When it comes to industries you can look to for profit, there are many opportunities. Examples of industries to look into are as follows:
- Blacksmithing
- Import iron and convert it into tools, swords or polearms. You can also create footman units if you want to.
- Creating three different items out of iron is incredibly favorable for any market slumps that occur.
- Armoursmithing
- Import iron and create basic helmets for troops and sell to the marketplace.
- Perhaps you can use any spare developments to get the one or both advanced armor smithing developments. You’ll make better amor like scale or plate armor to upgrade your troops or sell for major profit.
- Brewery
- You can then convert one barley into one malt at the Malthouse industry building, and then one malt into ale. Supply your tavern or create a 4x profit margin for yourself.
- Tailor
- Build a tailor extension at a burgage plot, and then buy both wool and flax. Process them at Weaver’s Workshop industry building for asset flipping.
- You can even buy or make your own dye to turn into clothes and cloaks to sell for even more profit.
- Shoes
- Get hide from your goat sheds, hunting camps, or from the trading post.
- Turn them into leather for clothing materials, and create a Cobbler extension to create shoes from leather.
- Creating shoes and leather target both clothing market stall needs, and can be sold for profit with excess stock of both items.

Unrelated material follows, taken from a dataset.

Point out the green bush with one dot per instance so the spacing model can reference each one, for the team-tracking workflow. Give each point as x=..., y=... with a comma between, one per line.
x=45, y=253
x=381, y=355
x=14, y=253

While making money, don’t forget to buy the basics your people need to improve their quality of life. You will need multiple food sources, at least one source of clothing material, and one source of clothing items to maintain burgage plot happiness. You should be growing flax at a minimum to maintain the basic clothing supply. Any spare housing extension you can make will do nicely for getting chicken eggs, goats for meat and hide, and vegetables for some food variety outside of bread from wheat farms.
Making Money¶
The other thing about this strategy is that you can adapt it to the settlement’s rich deposits. If you have a rich clay farm, you can make more roof tiles for profit by getting the deeper mine technology. If you have lots of Iron, you can spend development for creating advanced armor smithing to get Mail and Plate armor crafts from Iron, along with deeper mines. If you have lots of berries, try getting the Forest Management Development so you can double up berries, which means doubling up on herbs and dye making for industries and trade. All of which help keep import costs down and profits up, which you can use for other necessities or ambitions.
When you get to the level 2/3 burgage plot requirements, you will need an active tavern. Multiply your total population by 0.36 to project monthly ale consumption for the winter. You can then divide that by 13 to calculate how many Brewers you need in your Settlement. It also gives you an idea of how much barley you need a month, and therefore a year when you multiply that by 12. Start growing some barley on the side, and set the trading post to the stockpile surplus value to whatever the formulae comes to for your settlement. You can now produce that much ale to supply your citizens fairly cheaply. With barley costing around 2 with this build, you will likely need around 800 Regional Wealth a year to purchase the barley you need to feed your smaller town population with Ale. That’s daily cheap considering the burgage pot wealth you’ll make and trade flipping you’ll do.
Remember to assign more workers to the farmhouse and grow more barley and more wheat over time to reduce import costs of basic ale and food consumption. Considering you don’t have farming tech, try and assign 2 families per 1 morgan size field to ensure you’re covering the basic wheat growth, flax growth and barley growth for basic industries and needs. All other populations stay in artisan buildings, industry crafting, or logistics and trading post stockpile management.